There is something missing about festive season without sweets. This festive season, try preparing some sweets at home with love. Nothing can beat the taste of tempting Indian sweets. Make something special for your loved ones! Make them taste delicious Indian sweets with some easy recipes. Swasti Aggarwal, Food Strategist at Foodhall, has shared with us two interesting Indian sweet recipes. Read along:
Chocolate Barfi
Delicious Indian fudge fragranced with cardamom. Rich, chocolatey and indulgent.
Ingredients:
- 200 ml double cream
- 200 g milk powder
- 50 g unsalted butter
- 10 cardamoms, ground
- ½ tsp cardamom powder
- 400 ml condensed milk
- 120 g cocoa powder
- 2 tbsp pistachios roughly crushed (optional)
Directions:
- Line a flat dish with parchment paper.
- In a bowl sieve in the milk powder and mix with the cream to make a lumpy dough and set aside.
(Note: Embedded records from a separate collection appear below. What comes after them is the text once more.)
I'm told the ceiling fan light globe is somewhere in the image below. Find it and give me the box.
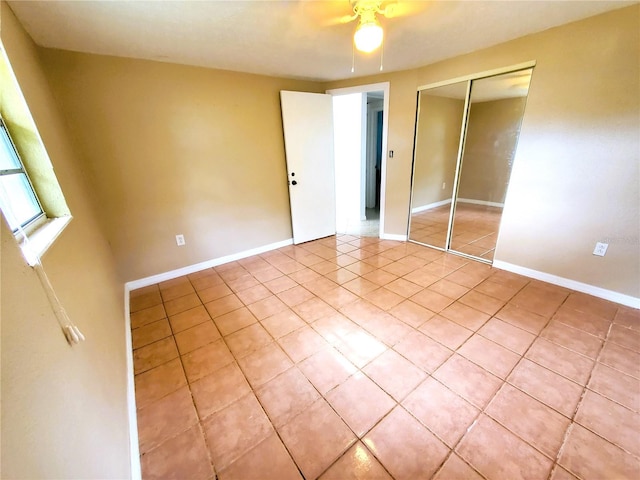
[353,22,384,53]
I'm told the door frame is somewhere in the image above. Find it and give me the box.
[325,82,390,240]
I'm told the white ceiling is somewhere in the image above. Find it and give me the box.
[8,0,637,80]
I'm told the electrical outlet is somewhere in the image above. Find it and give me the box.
[593,242,609,257]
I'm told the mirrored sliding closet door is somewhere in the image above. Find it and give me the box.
[409,68,533,263]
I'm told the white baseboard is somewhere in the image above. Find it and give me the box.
[493,260,640,309]
[458,198,504,208]
[124,292,142,480]
[125,238,293,291]
[380,233,407,242]
[411,198,451,213]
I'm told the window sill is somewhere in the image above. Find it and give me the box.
[20,215,73,266]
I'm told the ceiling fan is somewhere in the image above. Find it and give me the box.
[339,0,421,53]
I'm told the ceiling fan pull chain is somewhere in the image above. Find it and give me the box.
[351,42,356,73]
[380,31,384,71]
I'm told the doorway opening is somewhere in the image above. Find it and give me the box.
[327,83,389,238]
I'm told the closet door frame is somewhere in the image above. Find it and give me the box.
[407,60,536,265]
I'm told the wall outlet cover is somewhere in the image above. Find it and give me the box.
[593,242,609,257]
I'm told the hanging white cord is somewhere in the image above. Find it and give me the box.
[0,182,85,345]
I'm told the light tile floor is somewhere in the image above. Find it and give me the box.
[131,235,640,480]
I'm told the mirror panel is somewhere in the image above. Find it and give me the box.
[409,82,468,249]
[449,69,532,261]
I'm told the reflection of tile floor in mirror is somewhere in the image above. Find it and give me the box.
[409,203,502,260]
[131,235,640,480]
[338,208,380,237]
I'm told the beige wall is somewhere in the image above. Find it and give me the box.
[328,5,640,297]
[0,2,130,479]
[411,90,464,209]
[458,97,526,204]
[42,50,321,281]
[22,5,640,296]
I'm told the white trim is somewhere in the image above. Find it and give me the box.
[380,233,407,242]
[124,285,142,480]
[125,238,293,290]
[493,260,640,309]
[18,215,73,267]
[458,198,504,208]
[418,60,536,91]
[326,82,391,242]
[411,198,451,213]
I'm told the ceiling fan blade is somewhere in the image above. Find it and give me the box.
[298,0,355,27]
[384,0,430,18]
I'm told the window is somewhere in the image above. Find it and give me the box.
[0,118,44,233]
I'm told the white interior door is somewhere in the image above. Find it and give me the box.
[280,90,336,244]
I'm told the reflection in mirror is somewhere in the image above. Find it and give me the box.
[449,69,532,261]
[409,82,467,249]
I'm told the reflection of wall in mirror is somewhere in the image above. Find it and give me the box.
[458,97,526,205]
[412,92,464,213]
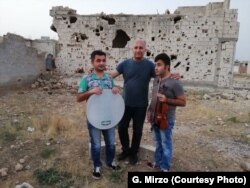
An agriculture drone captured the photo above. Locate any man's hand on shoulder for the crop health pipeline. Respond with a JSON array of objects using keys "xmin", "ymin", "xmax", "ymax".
[{"xmin": 112, "ymin": 86, "xmax": 120, "ymax": 94}]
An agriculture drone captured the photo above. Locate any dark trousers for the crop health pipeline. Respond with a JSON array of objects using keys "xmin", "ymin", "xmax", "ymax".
[{"xmin": 118, "ymin": 106, "xmax": 147, "ymax": 155}]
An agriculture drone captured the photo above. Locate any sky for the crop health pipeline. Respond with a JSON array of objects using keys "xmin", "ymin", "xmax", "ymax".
[{"xmin": 0, "ymin": 0, "xmax": 250, "ymax": 61}]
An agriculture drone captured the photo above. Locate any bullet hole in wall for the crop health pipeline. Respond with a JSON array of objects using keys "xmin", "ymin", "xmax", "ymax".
[
  {"xmin": 112, "ymin": 29, "xmax": 130, "ymax": 48},
  {"xmin": 174, "ymin": 61, "xmax": 181, "ymax": 68},
  {"xmin": 69, "ymin": 16, "xmax": 77, "ymax": 23},
  {"xmin": 174, "ymin": 16, "xmax": 182, "ymax": 24}
]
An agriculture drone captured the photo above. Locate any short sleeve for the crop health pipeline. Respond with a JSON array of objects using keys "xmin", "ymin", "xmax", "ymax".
[{"xmin": 78, "ymin": 76, "xmax": 88, "ymax": 93}]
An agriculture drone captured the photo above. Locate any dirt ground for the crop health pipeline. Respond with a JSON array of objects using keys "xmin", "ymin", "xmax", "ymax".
[{"xmin": 0, "ymin": 77, "xmax": 250, "ymax": 188}]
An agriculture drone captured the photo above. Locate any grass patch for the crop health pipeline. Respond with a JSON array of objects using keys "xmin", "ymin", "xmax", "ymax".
[
  {"xmin": 34, "ymin": 168, "xmax": 73, "ymax": 188},
  {"xmin": 40, "ymin": 148, "xmax": 56, "ymax": 159},
  {"xmin": 0, "ymin": 125, "xmax": 17, "ymax": 142},
  {"xmin": 226, "ymin": 112, "xmax": 250, "ymax": 123}
]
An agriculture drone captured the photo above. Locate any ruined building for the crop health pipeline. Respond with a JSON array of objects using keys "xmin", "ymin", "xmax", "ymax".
[{"xmin": 50, "ymin": 0, "xmax": 239, "ymax": 88}]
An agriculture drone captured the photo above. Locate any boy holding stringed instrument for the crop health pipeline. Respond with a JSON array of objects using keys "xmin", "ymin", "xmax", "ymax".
[{"xmin": 147, "ymin": 53, "xmax": 186, "ymax": 172}]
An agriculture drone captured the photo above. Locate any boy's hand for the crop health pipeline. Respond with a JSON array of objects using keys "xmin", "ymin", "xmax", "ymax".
[
  {"xmin": 90, "ymin": 87, "xmax": 102, "ymax": 95},
  {"xmin": 112, "ymin": 87, "xmax": 120, "ymax": 94},
  {"xmin": 170, "ymin": 72, "xmax": 181, "ymax": 80}
]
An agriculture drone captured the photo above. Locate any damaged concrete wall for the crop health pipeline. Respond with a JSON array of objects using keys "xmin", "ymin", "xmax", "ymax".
[
  {"xmin": 50, "ymin": 0, "xmax": 239, "ymax": 87},
  {"xmin": 0, "ymin": 33, "xmax": 45, "ymax": 92},
  {"xmin": 30, "ymin": 39, "xmax": 57, "ymax": 55}
]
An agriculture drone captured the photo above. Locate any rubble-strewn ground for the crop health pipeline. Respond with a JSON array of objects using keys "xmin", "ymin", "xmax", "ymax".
[{"xmin": 0, "ymin": 74, "xmax": 250, "ymax": 188}]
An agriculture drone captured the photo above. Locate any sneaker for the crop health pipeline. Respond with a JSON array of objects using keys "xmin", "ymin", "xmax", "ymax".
[
  {"xmin": 147, "ymin": 162, "xmax": 161, "ymax": 170},
  {"xmin": 117, "ymin": 151, "xmax": 129, "ymax": 161},
  {"xmin": 108, "ymin": 161, "xmax": 121, "ymax": 171},
  {"xmin": 129, "ymin": 154, "xmax": 138, "ymax": 165},
  {"xmin": 92, "ymin": 167, "xmax": 101, "ymax": 180}
]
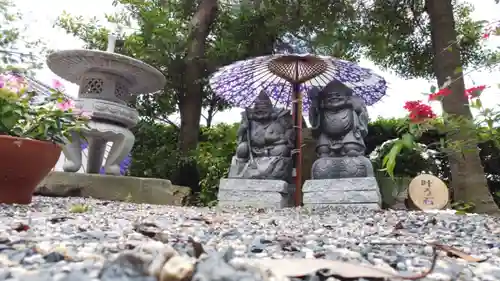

- Heat the butter in a non-stick saucepan and add the cardamom powder. Stir with the heat on low and add the condensed milk and cocoa powder.
- Once the cocoa powder has melted add the cream and milk powder mixture. Stir to melt away any lumps. Keep stirring and the mixture will start to leave the sides of the pan. Once this happens put it out on the flat dish and spread it out with the back of your spoon so its about 5-10 cm deep. You can top it with crushed pistachios.
- Cool and set in the refrigerator for 2-3 hrs or overnight. Cut into squares and serve.
Strawberry Sandesh
A revolutionised version of a traditional Bengali dessert made with curd. You can also make this recipe with orange or banana.
Ingredients:
- 1ltr full cream milk
- 150 g strawberries
- 3 tbsp sugar
- Juice of 1 lemon
- 4 tbsp water
- Boil the milk in a large pan. As it heats up,keep an eye on it and as it comes to the boil remove it from the heat and add in the lemon juice. Stir it gently until it curdles. Leave this for a few minutes while you chop your strawberries (remember to keep a few for the garnish).
- Pour the curdled milk through a muslin cloth so that the liquid drains away. If possible hang the muslin for about 10-15 minutes.
- Place the chopped strawberries into a pan with the sugar and water.
- Cook over a low heat, stirring now and again to make a purée. Keep an eye on it so it doesn’t stick to the pan.
- Once it’s thick and sticky (about 10 minutes) remove it from the heat and set aside to cool. Take the curd out of the cloth (it will have a crumbly, spongy feel to it) and place it in a bowl.
- Start to knead the curd with your palm and continue until your hand begins to feel oily. Then fold in the strawberry purée with the curd and mix it through.
- Cover the bowl with a wet cloth and refrigerate for an hour. Remove the flavoured curd from the fridge and make shapes little balls with your hands.
- Garnish each ball with a sliced strawberry. Keep them in the fridge until you are ready to serve.
These should be consumed within 24 hours.